How they'll reshape the bench
The next president - whether it is George W. Bush or John Kerry - will probably have an opportunity to shift the balance of power on the US Supreme Court in a way that could hold for decades.
With a long list of 5-to-4 decisions on hot-button issues like affirmative action, school vouchers, gay rights, and abortion, even a single appointment could prove decisive in some of the nation's most contentious legal disputes.
So it is not surprising that special-interest groups on both the left and right are alarmed at the prospect that a justice friendly to their cause could be replaced with a hostile jurist.
As a presidential campaign election issue, however, the Supreme Court has yet to emerge as a top concern of most voters. That is partly because the issue depends on three key events, none of which has occurred.
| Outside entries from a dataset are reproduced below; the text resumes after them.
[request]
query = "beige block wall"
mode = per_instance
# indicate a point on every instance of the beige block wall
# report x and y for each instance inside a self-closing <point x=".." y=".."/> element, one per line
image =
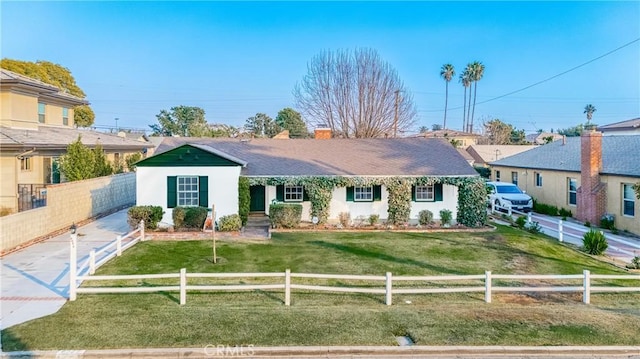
<point x="68" y="203"/>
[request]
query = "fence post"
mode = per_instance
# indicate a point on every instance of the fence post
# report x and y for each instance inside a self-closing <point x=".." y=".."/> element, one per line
<point x="183" y="286"/>
<point x="287" y="287"/>
<point x="586" y="296"/>
<point x="141" y="230"/>
<point x="487" y="286"/>
<point x="92" y="261"/>
<point x="560" y="235"/>
<point x="389" y="286"/>
<point x="119" y="246"/>
<point x="73" y="266"/>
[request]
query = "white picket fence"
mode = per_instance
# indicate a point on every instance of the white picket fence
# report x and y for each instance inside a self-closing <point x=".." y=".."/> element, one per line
<point x="561" y="228"/>
<point x="120" y="244"/>
<point x="419" y="284"/>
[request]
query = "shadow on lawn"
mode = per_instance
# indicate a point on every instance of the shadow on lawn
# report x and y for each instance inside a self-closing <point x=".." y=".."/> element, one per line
<point x="382" y="256"/>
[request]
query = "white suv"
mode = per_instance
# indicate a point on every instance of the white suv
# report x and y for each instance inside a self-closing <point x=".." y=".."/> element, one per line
<point x="506" y="195"/>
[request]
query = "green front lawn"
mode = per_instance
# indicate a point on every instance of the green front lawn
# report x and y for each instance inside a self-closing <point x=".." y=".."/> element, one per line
<point x="315" y="318"/>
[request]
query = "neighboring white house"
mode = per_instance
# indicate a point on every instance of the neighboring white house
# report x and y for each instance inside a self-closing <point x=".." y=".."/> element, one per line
<point x="205" y="172"/>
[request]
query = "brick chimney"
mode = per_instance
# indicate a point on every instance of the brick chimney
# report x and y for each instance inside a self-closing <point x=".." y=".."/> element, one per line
<point x="592" y="195"/>
<point x="322" y="133"/>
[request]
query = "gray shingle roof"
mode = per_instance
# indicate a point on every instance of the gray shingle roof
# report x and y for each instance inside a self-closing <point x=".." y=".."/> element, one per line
<point x="59" y="137"/>
<point x="620" y="156"/>
<point x="339" y="157"/>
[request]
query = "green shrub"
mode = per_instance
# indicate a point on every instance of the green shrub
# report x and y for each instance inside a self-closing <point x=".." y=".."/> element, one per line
<point x="595" y="242"/>
<point x="445" y="217"/>
<point x="345" y="219"/>
<point x="244" y="199"/>
<point x="545" y="208"/>
<point x="285" y="215"/>
<point x="151" y="215"/>
<point x="608" y="221"/>
<point x="425" y="217"/>
<point x="189" y="217"/>
<point x="229" y="223"/>
<point x="178" y="216"/>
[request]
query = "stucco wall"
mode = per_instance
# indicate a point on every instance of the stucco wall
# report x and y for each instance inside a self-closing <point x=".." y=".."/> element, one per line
<point x="554" y="191"/>
<point x="151" y="187"/>
<point x="339" y="204"/>
<point x="68" y="203"/>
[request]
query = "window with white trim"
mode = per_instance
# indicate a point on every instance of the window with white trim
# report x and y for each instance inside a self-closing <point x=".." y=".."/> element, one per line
<point x="363" y="194"/>
<point x="293" y="193"/>
<point x="425" y="193"/>
<point x="538" y="179"/>
<point x="41" y="112"/>
<point x="188" y="191"/>
<point x="573" y="191"/>
<point x="628" y="200"/>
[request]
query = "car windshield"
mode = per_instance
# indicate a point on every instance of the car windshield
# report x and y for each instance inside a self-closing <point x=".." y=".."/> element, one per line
<point x="508" y="189"/>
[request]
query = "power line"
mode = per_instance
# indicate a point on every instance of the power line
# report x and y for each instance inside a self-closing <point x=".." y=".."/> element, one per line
<point x="549" y="78"/>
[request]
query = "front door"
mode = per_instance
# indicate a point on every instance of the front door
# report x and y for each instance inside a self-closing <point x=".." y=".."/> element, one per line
<point x="257" y="199"/>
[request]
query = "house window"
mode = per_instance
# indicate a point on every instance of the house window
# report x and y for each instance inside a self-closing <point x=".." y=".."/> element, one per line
<point x="538" y="179"/>
<point x="293" y="193"/>
<point x="25" y="164"/>
<point x="363" y="194"/>
<point x="425" y="193"/>
<point x="628" y="200"/>
<point x="573" y="191"/>
<point x="65" y="116"/>
<point x="41" y="112"/>
<point x="188" y="191"/>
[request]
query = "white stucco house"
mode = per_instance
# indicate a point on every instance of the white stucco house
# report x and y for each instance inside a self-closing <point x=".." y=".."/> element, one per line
<point x="205" y="172"/>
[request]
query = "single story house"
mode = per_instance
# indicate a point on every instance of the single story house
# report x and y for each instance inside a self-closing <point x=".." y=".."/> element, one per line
<point x="206" y="171"/>
<point x="590" y="175"/>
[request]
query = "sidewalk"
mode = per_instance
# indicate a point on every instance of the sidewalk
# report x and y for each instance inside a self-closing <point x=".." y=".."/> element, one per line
<point x="35" y="280"/>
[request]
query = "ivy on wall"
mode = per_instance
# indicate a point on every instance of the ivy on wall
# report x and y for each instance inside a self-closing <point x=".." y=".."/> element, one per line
<point x="471" y="194"/>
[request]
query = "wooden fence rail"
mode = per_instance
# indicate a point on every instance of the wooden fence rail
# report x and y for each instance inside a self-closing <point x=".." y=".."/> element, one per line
<point x="485" y="283"/>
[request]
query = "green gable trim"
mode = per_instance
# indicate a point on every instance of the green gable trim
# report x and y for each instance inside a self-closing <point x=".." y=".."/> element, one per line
<point x="187" y="156"/>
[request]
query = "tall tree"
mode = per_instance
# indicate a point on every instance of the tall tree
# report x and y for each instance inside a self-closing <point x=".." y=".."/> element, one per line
<point x="56" y="75"/>
<point x="447" y="72"/>
<point x="589" y="110"/>
<point x="356" y="94"/>
<point x="262" y="125"/>
<point x="477" y="72"/>
<point x="466" y="82"/>
<point x="290" y="119"/>
<point x="185" y="121"/>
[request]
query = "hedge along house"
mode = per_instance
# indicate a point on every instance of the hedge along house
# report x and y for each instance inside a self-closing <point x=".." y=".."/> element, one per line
<point x="392" y="178"/>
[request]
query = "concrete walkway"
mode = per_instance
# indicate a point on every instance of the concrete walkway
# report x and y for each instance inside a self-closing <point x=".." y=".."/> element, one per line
<point x="35" y="280"/>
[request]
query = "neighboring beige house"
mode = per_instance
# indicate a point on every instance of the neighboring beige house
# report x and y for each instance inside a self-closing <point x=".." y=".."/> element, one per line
<point x="590" y="175"/>
<point x="629" y="127"/>
<point x="483" y="154"/>
<point x="465" y="138"/>
<point x="36" y="125"/>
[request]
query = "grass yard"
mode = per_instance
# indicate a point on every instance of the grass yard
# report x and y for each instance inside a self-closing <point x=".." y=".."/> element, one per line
<point x="314" y="318"/>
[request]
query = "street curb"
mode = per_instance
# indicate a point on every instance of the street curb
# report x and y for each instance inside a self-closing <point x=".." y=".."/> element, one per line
<point x="213" y="351"/>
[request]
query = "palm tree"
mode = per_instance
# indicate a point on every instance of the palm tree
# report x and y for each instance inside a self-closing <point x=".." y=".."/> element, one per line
<point x="464" y="79"/>
<point x="447" y="72"/>
<point x="589" y="110"/>
<point x="477" y="71"/>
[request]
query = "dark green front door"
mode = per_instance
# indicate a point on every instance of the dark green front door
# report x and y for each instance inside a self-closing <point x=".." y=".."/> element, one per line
<point x="257" y="199"/>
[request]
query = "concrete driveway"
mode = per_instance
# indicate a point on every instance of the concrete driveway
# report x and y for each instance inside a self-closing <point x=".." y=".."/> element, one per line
<point x="35" y="280"/>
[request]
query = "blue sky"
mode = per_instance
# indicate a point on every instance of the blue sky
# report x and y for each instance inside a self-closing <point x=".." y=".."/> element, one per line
<point x="235" y="59"/>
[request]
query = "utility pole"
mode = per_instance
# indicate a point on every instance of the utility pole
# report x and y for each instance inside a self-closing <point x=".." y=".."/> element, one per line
<point x="395" y="117"/>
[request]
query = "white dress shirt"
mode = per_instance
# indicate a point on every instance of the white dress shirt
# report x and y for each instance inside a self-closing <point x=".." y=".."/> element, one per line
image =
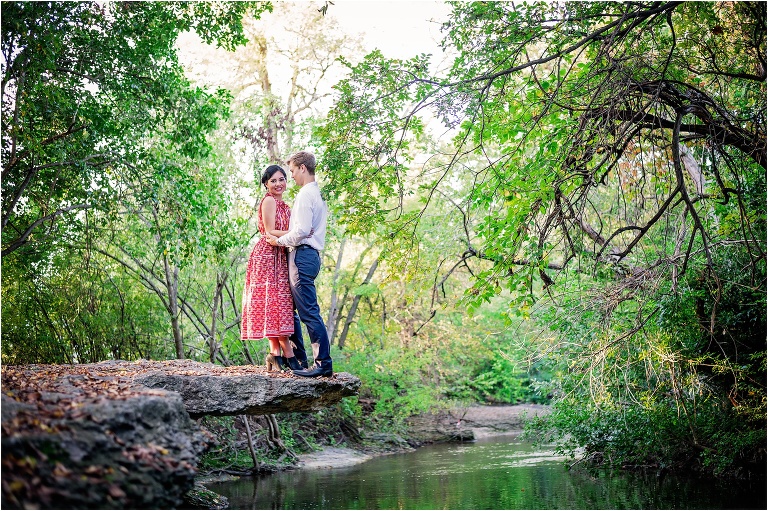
<point x="308" y="214"/>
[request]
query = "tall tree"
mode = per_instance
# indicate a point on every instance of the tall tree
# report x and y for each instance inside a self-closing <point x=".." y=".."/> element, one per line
<point x="613" y="150"/>
<point x="95" y="111"/>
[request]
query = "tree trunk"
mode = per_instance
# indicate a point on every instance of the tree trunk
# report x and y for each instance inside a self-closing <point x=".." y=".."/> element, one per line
<point x="244" y="419"/>
<point x="353" y="307"/>
<point x="217" y="299"/>
<point x="172" y="284"/>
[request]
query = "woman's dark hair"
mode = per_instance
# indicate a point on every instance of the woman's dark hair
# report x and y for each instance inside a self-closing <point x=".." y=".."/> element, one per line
<point x="271" y="171"/>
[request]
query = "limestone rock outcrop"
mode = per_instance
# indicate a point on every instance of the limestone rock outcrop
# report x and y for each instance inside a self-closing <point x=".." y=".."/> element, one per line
<point x="214" y="390"/>
<point x="119" y="435"/>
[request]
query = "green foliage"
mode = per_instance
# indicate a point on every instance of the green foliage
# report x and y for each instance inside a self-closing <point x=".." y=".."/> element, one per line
<point x="607" y="176"/>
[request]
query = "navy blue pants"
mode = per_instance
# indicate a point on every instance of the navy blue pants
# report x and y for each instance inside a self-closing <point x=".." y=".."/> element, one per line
<point x="303" y="269"/>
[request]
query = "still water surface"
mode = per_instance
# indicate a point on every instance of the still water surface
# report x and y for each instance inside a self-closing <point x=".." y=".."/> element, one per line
<point x="495" y="473"/>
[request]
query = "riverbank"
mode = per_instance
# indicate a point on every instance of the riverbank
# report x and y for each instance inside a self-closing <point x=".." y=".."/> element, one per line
<point x="479" y="421"/>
There is no indication a justice will leave the court anytime soon. Thus, no replacement has been nominated. And since no replacement has been nominated, it is not possible to know whether there will be significant opposition to the nominee in the Senate.
But all that could change in an instant. And if partisan squabbles over President Bush's appointments to lower courts during the past four years are any indication, the next vacancy at the US Supreme Court could plunge the White House and Senate into a bitter, high-stakes battle.
While longtime court watchers acknowledge that possibility, many say the political realities of Washington may dictate a more restrained nomination scenario.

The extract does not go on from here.